Selon le Conseil national des finances publiques, les dépenses liées au vieillissement démographique, notamment en santé et retraites, passeront de 15,7 % du PIB en 2022 à 24,9 % en 2070. Les pensions seules atteindraient 17,5 % du PIB, soit le plus haut niveau de l’Union européenne. Face à cela, une consultation sur la viabilité du système de retraite[i], menée par le gouvernement, devrait déboucher d’ici l’été sur une réforme structurelle[ii]. Par ailleurs, le financement de la transition écologique exerce des pressions accrues, avec une mobilisation prévue de 1,6 % des dépenses publiques (510M€) entre 2025 et 2028 pour les fonds environnementaux, à laquelle s’ajoutent 220 M€ dédiés au financement climatique international sur cinq ans. Enfin, dans le cadre du paquet de printemps du Semestre européen 2024, la Commission européenne recommande de renforcer la lutte contre la planification fiscale agressive pour préserver la base fiscale. Elle incite aussi le Luxembourg à stimuler la productivité, notamment en soutenant l’investissement des entreprises en R&D, afin de maintenir la compétitivité du secteur financier, source majeure de recettes fiscales.


[i] Le système de retraite au Luxembourg repose principalement sur un régime de répartition, dans lequel les cotisations des travailleurs actifs servent à financer les pensions des retraités actuels. L’âge de départ à la retraite est fixé à 65 ans, à condition d’avoir cotisé pendant au moins 10 ans. Toutefois, dans la pratique, l’âge effectif de départ à la retraite est inférieur à l’âge légal : en moyenne les luxembourgeois prennent leur retraite autour de 60/61 ans. La Caisse nationale d’assurance pension (CNAP) dispose d’une réserve accumulée grâce aux excédents passés qui permet de maintenir l’équilibre du régime sans augmenter immédiatement les cotisations ou réduire les pensions.
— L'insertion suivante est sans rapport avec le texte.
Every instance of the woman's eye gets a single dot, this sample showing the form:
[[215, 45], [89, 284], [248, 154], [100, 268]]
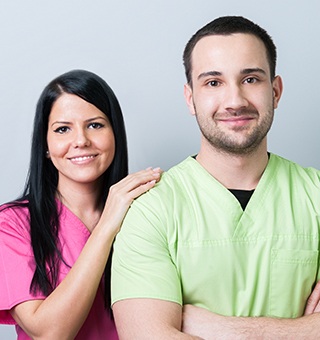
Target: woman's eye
[[61, 129], [95, 125]]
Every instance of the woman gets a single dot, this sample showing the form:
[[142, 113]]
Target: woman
[[55, 241]]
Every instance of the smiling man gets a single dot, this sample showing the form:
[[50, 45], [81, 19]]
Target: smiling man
[[227, 244]]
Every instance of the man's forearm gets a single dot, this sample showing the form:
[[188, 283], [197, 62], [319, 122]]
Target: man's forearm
[[208, 325]]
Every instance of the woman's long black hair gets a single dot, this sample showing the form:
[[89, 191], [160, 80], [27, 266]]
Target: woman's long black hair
[[41, 185]]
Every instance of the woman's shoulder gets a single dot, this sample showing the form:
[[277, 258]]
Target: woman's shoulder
[[14, 215]]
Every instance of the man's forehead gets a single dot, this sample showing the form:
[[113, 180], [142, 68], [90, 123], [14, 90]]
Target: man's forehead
[[228, 50]]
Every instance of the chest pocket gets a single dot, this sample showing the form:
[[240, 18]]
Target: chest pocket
[[293, 273]]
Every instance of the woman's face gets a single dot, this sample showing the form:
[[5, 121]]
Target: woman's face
[[80, 141]]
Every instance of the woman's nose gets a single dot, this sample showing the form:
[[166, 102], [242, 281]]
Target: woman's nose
[[81, 139]]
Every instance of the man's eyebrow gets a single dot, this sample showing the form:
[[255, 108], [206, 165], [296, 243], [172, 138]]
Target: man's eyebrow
[[253, 70], [208, 74]]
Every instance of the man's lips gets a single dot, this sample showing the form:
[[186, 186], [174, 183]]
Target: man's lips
[[80, 159]]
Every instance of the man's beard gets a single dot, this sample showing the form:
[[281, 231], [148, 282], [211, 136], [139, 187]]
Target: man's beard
[[229, 143]]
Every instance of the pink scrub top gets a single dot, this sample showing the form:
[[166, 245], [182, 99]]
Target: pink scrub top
[[17, 268]]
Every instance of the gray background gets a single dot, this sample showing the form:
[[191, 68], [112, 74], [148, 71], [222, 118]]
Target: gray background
[[136, 46]]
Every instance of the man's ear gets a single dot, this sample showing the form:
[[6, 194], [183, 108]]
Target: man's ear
[[187, 91], [277, 90]]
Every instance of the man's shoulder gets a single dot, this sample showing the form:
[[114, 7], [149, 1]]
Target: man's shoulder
[[171, 183], [293, 169]]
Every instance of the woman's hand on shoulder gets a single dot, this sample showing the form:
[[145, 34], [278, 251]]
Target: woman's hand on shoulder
[[122, 194]]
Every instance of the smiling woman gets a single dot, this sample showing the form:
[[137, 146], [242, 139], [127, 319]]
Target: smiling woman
[[55, 240], [81, 143]]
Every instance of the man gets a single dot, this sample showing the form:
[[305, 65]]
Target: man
[[232, 233]]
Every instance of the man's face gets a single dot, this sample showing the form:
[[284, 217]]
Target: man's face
[[232, 95]]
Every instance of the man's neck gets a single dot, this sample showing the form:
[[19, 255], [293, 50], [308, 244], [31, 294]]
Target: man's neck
[[241, 172]]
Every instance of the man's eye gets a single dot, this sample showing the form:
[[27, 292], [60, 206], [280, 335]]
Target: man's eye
[[213, 83], [61, 129], [251, 80], [95, 126]]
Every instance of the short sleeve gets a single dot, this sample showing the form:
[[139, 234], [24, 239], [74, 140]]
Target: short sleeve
[[142, 266], [16, 261]]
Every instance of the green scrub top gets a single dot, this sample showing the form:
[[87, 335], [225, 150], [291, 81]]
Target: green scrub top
[[189, 241]]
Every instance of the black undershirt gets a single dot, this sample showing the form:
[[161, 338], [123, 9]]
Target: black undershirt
[[243, 196]]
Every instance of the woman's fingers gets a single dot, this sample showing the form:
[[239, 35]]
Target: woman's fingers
[[122, 194]]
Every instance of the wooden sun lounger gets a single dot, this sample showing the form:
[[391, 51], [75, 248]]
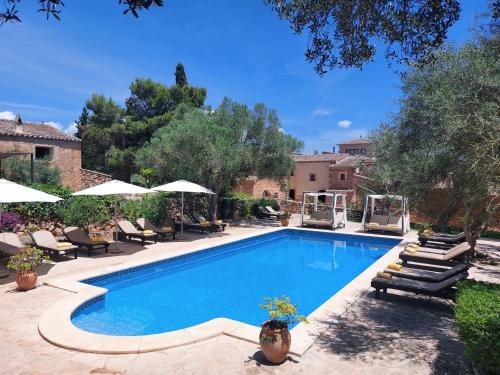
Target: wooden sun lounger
[[448, 259], [145, 224], [442, 238], [44, 240], [442, 289], [130, 232], [79, 238], [428, 276]]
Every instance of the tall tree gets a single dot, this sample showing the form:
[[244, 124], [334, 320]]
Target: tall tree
[[180, 75], [52, 8], [113, 134], [448, 130], [345, 33], [215, 147]]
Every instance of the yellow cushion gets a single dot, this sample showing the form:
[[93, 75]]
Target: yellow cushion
[[97, 239], [384, 275], [394, 266], [64, 244]]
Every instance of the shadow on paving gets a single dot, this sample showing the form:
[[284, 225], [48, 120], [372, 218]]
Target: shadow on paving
[[398, 328]]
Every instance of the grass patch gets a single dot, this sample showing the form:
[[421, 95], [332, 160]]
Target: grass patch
[[477, 313]]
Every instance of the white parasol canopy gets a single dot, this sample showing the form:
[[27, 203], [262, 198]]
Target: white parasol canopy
[[10, 192], [114, 187], [183, 186]]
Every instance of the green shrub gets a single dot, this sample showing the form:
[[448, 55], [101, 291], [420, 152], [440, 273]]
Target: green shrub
[[85, 210], [477, 313]]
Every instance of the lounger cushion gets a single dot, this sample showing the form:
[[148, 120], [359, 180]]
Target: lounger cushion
[[417, 286]]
Ainsi, en 2023, la CNAP a dégagé un excédent de 2,85 Md€ portant la réserve à 27,4 Md€, soit l’équivalent de 4,3 années de prestations annuelles. Cependant, malgré cette situation saine, les projections de l’IGSS (Inspection Générale de la Sécurité Sociale) indiquent que dès 2026, les dépenses dépasseront les recettes, forçant le CNAP à puiser dans la réserve. Le seuil légal minimum de réserve (1,5 fois les prestations annuelles) devrait être franchi dès 2039 et la réserve complètement épuisée en 2045. L’IGGS suggère donc une réforme des retraites. En effet, sans ajustements le modèle de répartition ne pourra plus assurer durablement les pensions, mettant en péril la stabilité financière du système luxembourgeois.

[ii] Malgré les annonces faites par le Premier ministre Luc Frieden, les contours précis de la réforme des retraites restent flous. La mesure phare de cette réforme est un allongement progressif des carrières de trois mois par an.